After months in limbo, Morgan Lundblad recently opened her long-awaited email from Harvard University to find only more uncertainty.
She had been wait-listed.
The senior at Homewood-Flossmoor High School in Chicago had applied to a dozen of the nation's most elite colleges. When the smoke cleared, Lunblad still did not have a definitive path forward. Of the schools where she was accepted, she narrowed her choices to the University of California-Berkeley and the University of Pennsylvania. Still, she can't quite let go of Harvard, which had a record low 5.9 percent acceptance rate for this fall. She may not know her fate until mid-summer.
"It's not really a rejection, but it kind of is," she said. "It just doesn't help you too much. I need to make a decision."

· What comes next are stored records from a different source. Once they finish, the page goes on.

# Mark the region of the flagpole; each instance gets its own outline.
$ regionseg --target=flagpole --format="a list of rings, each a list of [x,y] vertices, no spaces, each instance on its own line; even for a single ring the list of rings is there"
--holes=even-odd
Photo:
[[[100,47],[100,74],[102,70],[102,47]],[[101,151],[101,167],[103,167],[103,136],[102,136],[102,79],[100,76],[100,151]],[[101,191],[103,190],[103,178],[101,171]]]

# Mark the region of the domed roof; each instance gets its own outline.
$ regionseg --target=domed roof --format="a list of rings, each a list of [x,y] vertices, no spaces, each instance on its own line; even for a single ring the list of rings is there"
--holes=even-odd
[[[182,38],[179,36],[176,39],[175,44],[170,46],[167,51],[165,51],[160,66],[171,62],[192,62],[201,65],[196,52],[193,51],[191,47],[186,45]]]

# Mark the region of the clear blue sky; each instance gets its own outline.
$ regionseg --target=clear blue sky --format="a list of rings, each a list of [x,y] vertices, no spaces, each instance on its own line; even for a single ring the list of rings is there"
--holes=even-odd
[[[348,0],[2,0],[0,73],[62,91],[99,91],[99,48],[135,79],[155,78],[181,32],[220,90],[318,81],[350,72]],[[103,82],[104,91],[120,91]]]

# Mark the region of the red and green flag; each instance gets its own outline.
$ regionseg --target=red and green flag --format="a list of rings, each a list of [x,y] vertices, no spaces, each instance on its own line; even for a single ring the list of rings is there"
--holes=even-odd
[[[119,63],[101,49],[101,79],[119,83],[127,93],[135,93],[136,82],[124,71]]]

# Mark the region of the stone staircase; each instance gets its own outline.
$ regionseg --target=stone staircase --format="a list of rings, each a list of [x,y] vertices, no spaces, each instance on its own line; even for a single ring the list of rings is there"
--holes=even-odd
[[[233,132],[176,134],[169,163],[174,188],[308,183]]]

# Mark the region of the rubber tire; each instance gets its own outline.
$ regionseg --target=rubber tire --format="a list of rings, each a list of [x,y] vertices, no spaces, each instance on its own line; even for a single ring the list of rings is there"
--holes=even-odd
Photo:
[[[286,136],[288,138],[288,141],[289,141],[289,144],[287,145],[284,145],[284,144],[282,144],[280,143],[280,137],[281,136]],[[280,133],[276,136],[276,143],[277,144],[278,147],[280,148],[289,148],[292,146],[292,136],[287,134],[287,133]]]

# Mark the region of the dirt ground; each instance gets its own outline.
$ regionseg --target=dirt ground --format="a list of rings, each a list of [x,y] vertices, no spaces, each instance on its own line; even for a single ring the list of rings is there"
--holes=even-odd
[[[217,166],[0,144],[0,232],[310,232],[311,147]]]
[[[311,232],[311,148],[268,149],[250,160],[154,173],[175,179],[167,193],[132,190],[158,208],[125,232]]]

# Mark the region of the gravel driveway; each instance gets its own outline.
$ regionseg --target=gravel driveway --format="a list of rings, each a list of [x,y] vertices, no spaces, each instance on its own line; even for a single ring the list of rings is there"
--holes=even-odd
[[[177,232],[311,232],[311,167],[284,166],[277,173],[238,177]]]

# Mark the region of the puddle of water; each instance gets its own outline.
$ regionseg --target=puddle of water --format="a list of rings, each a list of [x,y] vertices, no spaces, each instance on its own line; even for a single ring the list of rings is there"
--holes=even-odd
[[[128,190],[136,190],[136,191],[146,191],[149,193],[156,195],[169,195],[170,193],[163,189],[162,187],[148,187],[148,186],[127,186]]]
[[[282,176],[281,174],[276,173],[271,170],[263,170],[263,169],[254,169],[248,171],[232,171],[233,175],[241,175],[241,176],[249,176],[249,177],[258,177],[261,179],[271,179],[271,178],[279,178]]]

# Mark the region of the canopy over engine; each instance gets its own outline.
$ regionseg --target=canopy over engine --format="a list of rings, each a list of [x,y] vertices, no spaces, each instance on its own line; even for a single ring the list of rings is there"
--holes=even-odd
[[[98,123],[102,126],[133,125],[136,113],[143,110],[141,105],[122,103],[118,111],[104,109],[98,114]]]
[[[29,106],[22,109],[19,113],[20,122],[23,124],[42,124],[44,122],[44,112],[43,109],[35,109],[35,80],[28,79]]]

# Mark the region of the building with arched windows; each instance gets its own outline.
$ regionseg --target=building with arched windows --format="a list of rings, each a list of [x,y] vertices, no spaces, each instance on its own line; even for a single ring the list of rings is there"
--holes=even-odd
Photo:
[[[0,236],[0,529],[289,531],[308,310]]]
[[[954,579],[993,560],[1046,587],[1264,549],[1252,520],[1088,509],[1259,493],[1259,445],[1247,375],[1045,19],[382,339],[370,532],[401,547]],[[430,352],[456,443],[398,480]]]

While no one tracks the number of college applicants nationwide who are wait-listed, admissions experts and high school guidance counselors agree the ranks have swelled in the last five years. That leaves more students consigned to the half-way house of admissions, where they are unable to fully celebrate an admission or properly mourn a denial.
The number of schools using wait lists is on the rise, according to the National Association for College Admissions Counseling. In 2010, 48 percent of colleges reported using a wait list, up from 39 percent in 2009 and 35 percent in 2008. At the same time, the number of students plucked from standby decreased, from 34 percent to 28 percent.
The trend is driven by the lingering economic downturn, along with the unpredictability of the admissions process, experts said. Many schools are seeing more and more applicants as seniors cast a wider net, applying to more institutions to hedge their bets.
Also, the recession has interjected its own volatility to the match game. Over the summer, a parent can get laid off or reassess skyrocketing tuition costs in tough times, triggering a last-minute shift from private school to State U.